Nach Angaben von Korrespondent.net: Das kalifornische Unternehmen Figure AI hat den Abschluss des Betriebs seiner humanoiden Roboter Figure 02 bekannt gegeben, wie Interesting Engineering berichtet. Dies geschah nach einem 11-monatigen Pilotprojekt im BMW-Werk in Spartanburg, South Carolina, wo die Roboter an der Produktionslinie arbeiteten.
Ergebnisse der Roboterarbeit
Während ihrer Nutzung halfen die Roboter dabei, über 30.000 BMW X3 zusammenzubauen und mehr als 90.000 Metallkomponenten zu laden. Das Unternehmen zeigte auch ein Video, das zahlreiche Schäden an den Gehäusen der Roboter dokumentiert, was auf ihre langanhaltende Nutzung in anspruchsvollen Produktionsbedingungen hinweist.
Excited to share our F.02 robots have contributed to the production of 30,000 cars at BMWToday we're sharing our learnings from an 11-month real world deployment as the F.02 fleet retires pic.twitter.com/rfWvb9PZzl
— Figure (@Figure_robot) November 19, 2025
Schlussfolgerungen von Figure AI
Das Unternehmen Figure betonte, dass die Abnutzungsspuren bestätigen, dass die Zusammenarbeit mit BMW kein reines Experiment war. Die F.02-Roboter arbeiteten fast ein Jahr lang erfolgreich seit der Einführung. Nach der anfänglichen Einrichtung integrierten sie sich schnell in den Arbeitsprozess und arbeiteten im zehnten Monat ihrer Nutzung bereits in vollem Umfang.
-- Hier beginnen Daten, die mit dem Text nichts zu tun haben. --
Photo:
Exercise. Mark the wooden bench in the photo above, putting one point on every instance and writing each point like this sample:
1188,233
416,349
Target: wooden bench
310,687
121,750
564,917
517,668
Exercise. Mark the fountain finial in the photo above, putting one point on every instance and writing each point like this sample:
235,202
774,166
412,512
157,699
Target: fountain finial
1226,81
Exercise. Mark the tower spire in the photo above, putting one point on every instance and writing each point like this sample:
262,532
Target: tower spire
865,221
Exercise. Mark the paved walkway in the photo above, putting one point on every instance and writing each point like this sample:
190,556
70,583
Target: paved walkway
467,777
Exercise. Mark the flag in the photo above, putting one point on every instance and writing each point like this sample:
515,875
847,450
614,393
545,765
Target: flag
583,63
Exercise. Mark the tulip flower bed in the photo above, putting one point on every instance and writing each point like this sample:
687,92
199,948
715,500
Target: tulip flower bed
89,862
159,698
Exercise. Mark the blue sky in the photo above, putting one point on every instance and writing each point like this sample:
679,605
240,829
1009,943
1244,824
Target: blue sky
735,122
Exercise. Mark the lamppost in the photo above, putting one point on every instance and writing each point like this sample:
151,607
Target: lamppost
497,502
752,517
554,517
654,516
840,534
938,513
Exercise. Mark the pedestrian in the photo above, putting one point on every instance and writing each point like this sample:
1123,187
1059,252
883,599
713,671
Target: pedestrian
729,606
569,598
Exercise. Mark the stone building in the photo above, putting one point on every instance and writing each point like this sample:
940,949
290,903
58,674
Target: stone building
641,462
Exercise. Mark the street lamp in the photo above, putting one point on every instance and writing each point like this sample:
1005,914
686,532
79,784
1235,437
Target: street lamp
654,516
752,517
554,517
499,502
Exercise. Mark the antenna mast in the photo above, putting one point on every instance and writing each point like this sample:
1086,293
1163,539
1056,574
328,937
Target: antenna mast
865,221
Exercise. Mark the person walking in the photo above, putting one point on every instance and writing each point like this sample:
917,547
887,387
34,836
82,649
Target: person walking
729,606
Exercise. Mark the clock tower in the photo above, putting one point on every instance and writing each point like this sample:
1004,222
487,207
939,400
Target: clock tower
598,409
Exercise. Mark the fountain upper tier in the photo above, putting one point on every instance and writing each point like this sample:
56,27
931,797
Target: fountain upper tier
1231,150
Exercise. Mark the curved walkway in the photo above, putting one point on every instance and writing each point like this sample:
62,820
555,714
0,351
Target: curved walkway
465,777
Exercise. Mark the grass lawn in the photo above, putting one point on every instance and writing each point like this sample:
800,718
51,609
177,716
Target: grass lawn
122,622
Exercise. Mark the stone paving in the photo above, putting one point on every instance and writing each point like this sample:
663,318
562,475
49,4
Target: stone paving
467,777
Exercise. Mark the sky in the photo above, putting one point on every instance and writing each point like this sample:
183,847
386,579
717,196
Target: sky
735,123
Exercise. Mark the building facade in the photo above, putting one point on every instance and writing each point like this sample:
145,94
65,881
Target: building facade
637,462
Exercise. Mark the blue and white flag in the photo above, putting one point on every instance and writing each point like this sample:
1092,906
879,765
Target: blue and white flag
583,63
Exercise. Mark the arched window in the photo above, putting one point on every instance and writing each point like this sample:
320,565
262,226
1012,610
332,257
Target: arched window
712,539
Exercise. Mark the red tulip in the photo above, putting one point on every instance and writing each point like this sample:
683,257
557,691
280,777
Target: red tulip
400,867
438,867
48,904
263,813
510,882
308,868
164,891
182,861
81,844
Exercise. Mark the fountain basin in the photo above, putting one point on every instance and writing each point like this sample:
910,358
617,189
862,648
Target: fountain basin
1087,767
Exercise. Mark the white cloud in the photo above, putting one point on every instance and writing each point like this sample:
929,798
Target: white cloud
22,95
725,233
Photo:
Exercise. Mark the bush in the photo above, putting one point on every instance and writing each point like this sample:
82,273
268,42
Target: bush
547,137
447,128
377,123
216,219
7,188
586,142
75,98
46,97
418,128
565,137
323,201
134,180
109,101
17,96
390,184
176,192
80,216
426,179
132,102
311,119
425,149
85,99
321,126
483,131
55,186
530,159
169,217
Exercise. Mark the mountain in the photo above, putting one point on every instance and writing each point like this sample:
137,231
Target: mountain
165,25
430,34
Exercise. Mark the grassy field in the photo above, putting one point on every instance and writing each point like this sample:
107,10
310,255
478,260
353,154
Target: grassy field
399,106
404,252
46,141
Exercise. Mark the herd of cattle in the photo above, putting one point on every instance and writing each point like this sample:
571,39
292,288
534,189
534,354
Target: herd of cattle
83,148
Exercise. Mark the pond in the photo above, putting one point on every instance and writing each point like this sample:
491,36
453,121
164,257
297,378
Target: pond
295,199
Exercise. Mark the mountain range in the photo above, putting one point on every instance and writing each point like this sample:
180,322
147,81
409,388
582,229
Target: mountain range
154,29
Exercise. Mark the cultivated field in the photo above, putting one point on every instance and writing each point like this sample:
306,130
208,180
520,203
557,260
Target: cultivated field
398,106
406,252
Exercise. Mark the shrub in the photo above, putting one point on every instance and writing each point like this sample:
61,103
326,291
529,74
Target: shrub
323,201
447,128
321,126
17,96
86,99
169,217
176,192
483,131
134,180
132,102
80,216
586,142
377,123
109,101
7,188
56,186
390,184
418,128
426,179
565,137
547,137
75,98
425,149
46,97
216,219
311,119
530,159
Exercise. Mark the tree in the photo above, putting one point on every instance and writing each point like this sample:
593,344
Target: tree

Das Hauptziel der Roboter war es, metallische Teile aus Containern zu entnehmen und mit einer Genauigkeit von 5 mm auf Schweißvorrichtungen zu platzieren. Der gesamte Montagezyklus dauerte 84 Sekunden, wobei 37 Sekunden für das Laden benötigten. Die Aufgabenausführungsgenauigkeit lag bei über 99%.
Probleme und neue Entwicklungen
Insgesamt arbeiteten die F.02-Roboter über 1250 Stunden, legten etwa 321 km im Werk zurück und arbeiteten 10 Stunden am Tag von Montag bis Freitag. Das anfälligste Element war das Unterarm, das über begrenzte Möglichkeiten für drei Freiheitsgrade und Kabelverlegung verfügte. Dies führte zu Problemen mit der Verkabelung und den Mikrocontrollern.
Diese Mängel wurden bei der Entwicklung der nächsten Generation von Robotern - Figure 03 - berücksichtigt, die ohne Verteilungsschaltung mit minimalen Kabeln im Handgelenk entworfen wurden, und die Motorcontroller sind jetzt direkt mit dem zentralen Computer verbunden.
Das Ende des Betriebs der F.02 markiert den Übergang des Unternehmens zu einer umfassenden Implementierung. Vertreter von Figure AI betonten: 'Figure 02 gab uns die ersten Lektionen darüber, was notwendig ist, damit das Produkt an die Kunden geliefert werden kann'. Nun bereitet sich das Unternehmen auf den Rollout des neuen Modells Figure 03 vor, das als bereit für die industrielle Massenanwendung angesehen wird.
Gleichzeitig ist es wichtig, auf globale Trends in der Nutzung von Robotern in der Produktion und im Service zu achten. Dies könnte auf eine Zukunft hindeuten, in der Automatisierung ein fester Bestandteil der Industrie wird und neue Möglichkeiten für Unternehmen und Wachstumseffizienz eröffnet.